Socks.  Socks are tricky.  Best avoided when and where possible.  But to get through TSA you have to be wearing socks – even if you are a woman (unless you are a woman who really doesn’t mind dirty – with god knows what grunge is on the floor on her feet.)  Men just can’t get away with it.  That really is a nasty look.  Socks through the flying stages.  Oh and taking your shoes off after sitting down on the airplane is only okay if you’re wearing socks.

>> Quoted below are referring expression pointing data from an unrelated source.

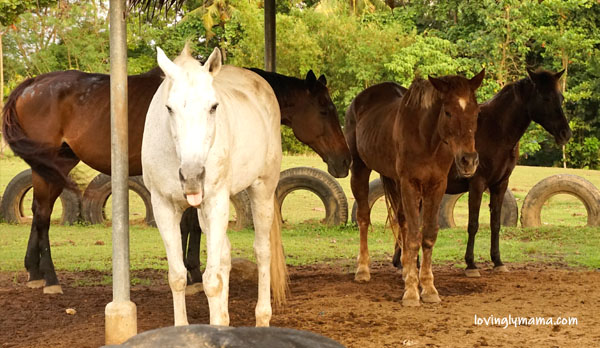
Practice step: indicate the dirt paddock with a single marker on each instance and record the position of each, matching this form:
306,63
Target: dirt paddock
325,300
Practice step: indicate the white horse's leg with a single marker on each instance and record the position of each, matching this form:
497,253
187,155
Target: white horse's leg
214,219
262,213
224,272
167,219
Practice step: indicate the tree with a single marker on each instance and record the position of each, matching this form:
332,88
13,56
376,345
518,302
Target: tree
9,12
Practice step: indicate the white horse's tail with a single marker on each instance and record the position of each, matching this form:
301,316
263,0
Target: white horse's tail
279,274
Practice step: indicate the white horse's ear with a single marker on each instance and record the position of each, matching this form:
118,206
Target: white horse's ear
213,63
168,67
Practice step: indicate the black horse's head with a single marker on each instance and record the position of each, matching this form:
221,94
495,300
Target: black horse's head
545,104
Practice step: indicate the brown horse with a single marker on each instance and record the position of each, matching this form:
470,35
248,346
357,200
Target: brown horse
412,142
55,120
502,122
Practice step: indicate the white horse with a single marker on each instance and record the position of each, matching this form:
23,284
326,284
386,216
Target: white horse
211,132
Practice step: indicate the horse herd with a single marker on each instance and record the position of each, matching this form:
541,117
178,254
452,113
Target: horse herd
201,133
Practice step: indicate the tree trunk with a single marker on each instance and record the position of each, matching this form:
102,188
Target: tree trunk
2,142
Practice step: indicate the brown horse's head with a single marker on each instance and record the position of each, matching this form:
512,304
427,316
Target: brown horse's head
457,121
545,105
316,124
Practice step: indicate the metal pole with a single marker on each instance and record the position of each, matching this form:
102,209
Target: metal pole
121,316
270,35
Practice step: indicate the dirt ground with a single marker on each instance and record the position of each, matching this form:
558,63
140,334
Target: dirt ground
325,300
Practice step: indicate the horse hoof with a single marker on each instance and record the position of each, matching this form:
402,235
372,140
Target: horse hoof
35,284
472,273
362,277
431,298
501,269
409,302
53,289
193,289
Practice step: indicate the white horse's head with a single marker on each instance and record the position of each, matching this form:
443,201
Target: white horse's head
191,105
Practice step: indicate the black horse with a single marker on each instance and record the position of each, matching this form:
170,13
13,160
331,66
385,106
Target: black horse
502,122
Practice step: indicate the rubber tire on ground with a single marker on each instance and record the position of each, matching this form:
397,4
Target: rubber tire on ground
12,201
320,183
99,189
510,209
375,192
557,184
509,216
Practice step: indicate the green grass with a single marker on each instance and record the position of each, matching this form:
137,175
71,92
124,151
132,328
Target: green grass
563,240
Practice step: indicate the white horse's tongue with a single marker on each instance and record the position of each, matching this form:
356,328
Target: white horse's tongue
195,199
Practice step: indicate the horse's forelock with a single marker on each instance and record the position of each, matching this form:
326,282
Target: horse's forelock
420,93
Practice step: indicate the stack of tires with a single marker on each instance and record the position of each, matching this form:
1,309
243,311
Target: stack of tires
89,206
532,206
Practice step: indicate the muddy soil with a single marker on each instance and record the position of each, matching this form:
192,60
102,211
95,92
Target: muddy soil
326,300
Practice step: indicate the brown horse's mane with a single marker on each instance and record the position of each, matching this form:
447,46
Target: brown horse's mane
421,94
283,86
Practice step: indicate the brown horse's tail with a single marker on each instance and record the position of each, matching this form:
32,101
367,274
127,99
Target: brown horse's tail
40,157
279,274
393,203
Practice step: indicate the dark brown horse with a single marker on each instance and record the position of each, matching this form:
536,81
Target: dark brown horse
55,120
502,122
411,142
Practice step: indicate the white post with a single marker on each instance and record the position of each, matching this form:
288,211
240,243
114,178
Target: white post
121,313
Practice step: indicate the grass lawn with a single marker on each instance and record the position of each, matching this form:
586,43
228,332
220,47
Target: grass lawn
562,240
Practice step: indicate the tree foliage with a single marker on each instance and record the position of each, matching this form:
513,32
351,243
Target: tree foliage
354,43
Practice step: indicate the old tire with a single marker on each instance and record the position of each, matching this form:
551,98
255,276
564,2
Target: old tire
320,183
509,216
97,192
375,192
574,185
12,201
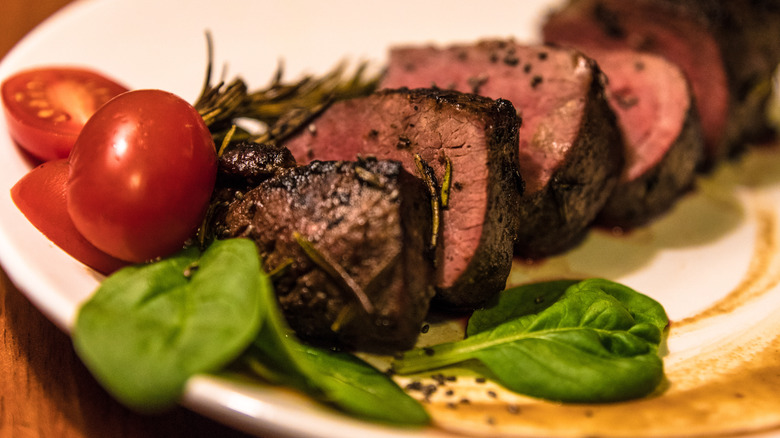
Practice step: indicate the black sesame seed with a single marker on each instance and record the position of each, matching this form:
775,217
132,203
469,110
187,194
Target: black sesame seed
414,386
511,60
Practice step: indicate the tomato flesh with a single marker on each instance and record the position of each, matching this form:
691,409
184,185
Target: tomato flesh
46,108
141,175
40,196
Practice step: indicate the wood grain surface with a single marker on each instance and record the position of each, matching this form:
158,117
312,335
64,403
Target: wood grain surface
45,391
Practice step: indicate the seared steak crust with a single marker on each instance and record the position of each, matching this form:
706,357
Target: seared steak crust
476,135
369,280
570,150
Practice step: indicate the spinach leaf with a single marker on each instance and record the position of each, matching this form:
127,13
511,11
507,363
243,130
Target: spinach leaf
597,343
335,378
517,301
148,328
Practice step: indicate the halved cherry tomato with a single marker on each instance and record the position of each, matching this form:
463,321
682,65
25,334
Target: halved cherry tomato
40,195
141,175
46,108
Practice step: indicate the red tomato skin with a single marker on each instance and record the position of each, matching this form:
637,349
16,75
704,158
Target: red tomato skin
141,175
46,108
40,196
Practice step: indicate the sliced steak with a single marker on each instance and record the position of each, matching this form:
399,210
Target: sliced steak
476,135
657,116
351,241
570,149
727,49
748,33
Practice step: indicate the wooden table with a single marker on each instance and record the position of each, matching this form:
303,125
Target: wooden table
45,391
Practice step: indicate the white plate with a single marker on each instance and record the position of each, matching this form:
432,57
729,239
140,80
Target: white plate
713,262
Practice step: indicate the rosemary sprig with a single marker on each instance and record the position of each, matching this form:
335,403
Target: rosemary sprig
282,107
334,271
429,178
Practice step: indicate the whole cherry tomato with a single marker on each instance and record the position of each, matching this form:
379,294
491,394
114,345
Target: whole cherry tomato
40,196
141,175
46,108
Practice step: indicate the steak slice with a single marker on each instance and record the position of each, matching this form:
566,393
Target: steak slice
664,144
477,136
570,149
368,280
748,34
727,49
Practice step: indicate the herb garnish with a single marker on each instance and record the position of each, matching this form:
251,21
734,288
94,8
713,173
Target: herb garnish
151,327
282,107
597,342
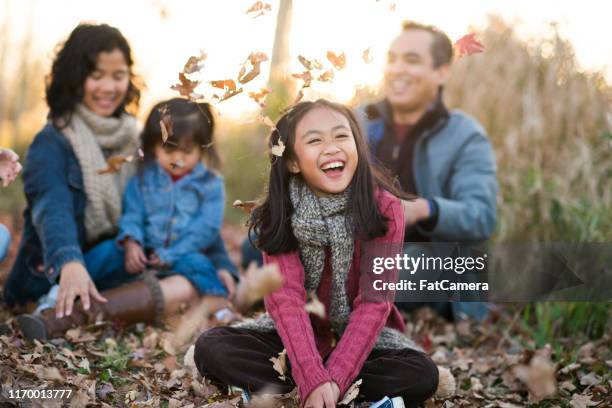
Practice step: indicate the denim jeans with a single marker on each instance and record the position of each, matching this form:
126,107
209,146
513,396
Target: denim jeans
5,241
105,263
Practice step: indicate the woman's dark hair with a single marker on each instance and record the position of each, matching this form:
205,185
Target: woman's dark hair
192,125
76,60
271,221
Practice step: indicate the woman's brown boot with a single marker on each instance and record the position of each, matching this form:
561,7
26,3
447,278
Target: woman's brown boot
134,302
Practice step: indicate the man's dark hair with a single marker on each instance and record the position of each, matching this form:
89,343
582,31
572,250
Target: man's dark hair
441,46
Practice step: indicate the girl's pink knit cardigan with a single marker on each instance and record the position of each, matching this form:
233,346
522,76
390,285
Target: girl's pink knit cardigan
286,307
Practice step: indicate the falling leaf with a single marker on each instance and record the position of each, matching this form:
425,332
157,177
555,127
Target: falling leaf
113,164
186,87
468,45
310,64
299,96
582,401
259,8
224,84
257,57
327,76
195,64
260,96
351,393
228,94
305,76
246,206
166,125
367,56
254,59
280,364
338,61
48,373
278,149
315,306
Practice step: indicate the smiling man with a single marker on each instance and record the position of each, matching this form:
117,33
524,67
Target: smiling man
443,157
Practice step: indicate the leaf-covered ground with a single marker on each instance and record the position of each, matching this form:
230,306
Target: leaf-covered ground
495,364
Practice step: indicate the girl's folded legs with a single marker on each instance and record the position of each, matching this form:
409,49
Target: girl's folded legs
241,357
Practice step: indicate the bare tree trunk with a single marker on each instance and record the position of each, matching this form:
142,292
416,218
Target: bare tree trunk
279,80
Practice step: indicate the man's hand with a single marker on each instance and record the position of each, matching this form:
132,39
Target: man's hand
324,396
135,259
9,166
228,281
75,282
415,210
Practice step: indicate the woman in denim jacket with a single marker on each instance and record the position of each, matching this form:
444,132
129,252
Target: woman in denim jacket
73,209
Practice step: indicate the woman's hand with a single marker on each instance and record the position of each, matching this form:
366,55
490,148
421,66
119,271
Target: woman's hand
9,166
324,396
75,282
228,281
415,210
135,259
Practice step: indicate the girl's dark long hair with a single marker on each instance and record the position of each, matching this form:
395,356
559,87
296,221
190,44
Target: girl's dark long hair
271,221
76,60
192,124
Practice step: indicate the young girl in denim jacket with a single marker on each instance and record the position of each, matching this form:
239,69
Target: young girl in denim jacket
173,208
323,206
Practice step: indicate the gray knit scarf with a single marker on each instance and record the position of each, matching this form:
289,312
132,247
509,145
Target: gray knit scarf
94,138
319,223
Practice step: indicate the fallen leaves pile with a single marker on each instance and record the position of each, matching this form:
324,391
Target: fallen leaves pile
494,363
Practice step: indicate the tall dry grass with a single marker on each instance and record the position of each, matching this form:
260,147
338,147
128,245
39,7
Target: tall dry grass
551,126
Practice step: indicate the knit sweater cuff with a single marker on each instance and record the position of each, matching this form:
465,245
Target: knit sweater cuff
341,379
314,378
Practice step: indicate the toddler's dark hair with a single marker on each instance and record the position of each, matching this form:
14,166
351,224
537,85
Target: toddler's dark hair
192,126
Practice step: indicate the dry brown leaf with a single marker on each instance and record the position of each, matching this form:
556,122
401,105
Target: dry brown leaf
299,96
48,373
310,64
224,84
195,63
186,87
315,306
351,393
278,149
305,76
280,364
113,164
246,206
267,121
259,8
327,76
338,61
367,56
228,94
257,283
582,401
538,375
468,45
79,400
260,96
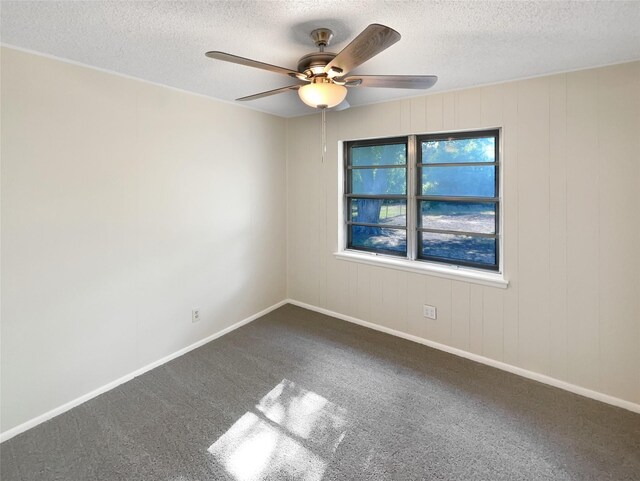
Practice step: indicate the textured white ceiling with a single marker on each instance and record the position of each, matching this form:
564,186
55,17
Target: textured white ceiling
465,43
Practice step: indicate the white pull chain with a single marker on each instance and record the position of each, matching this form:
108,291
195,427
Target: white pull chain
324,133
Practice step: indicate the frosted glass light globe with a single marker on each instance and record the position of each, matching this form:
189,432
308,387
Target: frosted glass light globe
322,94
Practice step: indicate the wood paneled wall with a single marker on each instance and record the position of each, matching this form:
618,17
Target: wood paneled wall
571,190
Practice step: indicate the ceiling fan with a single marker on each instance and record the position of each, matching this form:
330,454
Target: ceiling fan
323,75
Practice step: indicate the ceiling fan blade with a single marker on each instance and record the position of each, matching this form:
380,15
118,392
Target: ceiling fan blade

What kind of socks?  Nylon, polyester, more miracle fiber.  Never cotton.  Cotton will droop, smell bad and never dry out.  Now colors – fortunately white is no longer the only option, or black either.  Lots of really cool choices these days.  I take advantage of that.  Red, blue, green, stripes, checks, whatever.  My new thing is to not care if they match.  A third of them get lost in the sock laundry paranormal alternate universe anyway.  Not half, but a third.  Half would make sense and be symmetrically workable, but it seems to be a non-symmetrical mathematical function.  So who cares, it happens to everybody.

I just think, “What are you looking at my feet for anyway?”  It’s like I don’t know if women actually do try to go through TSA barefoot.  I never really looked or cared to notice.  I do think I’d have noticed if a man tried to do that, “Now that’s gross.” Going through my mind.

This is once again long enough, I’ll get to “The Guy Sitting Next To Me” next time.

Thanks for reading along.  Really, thanks.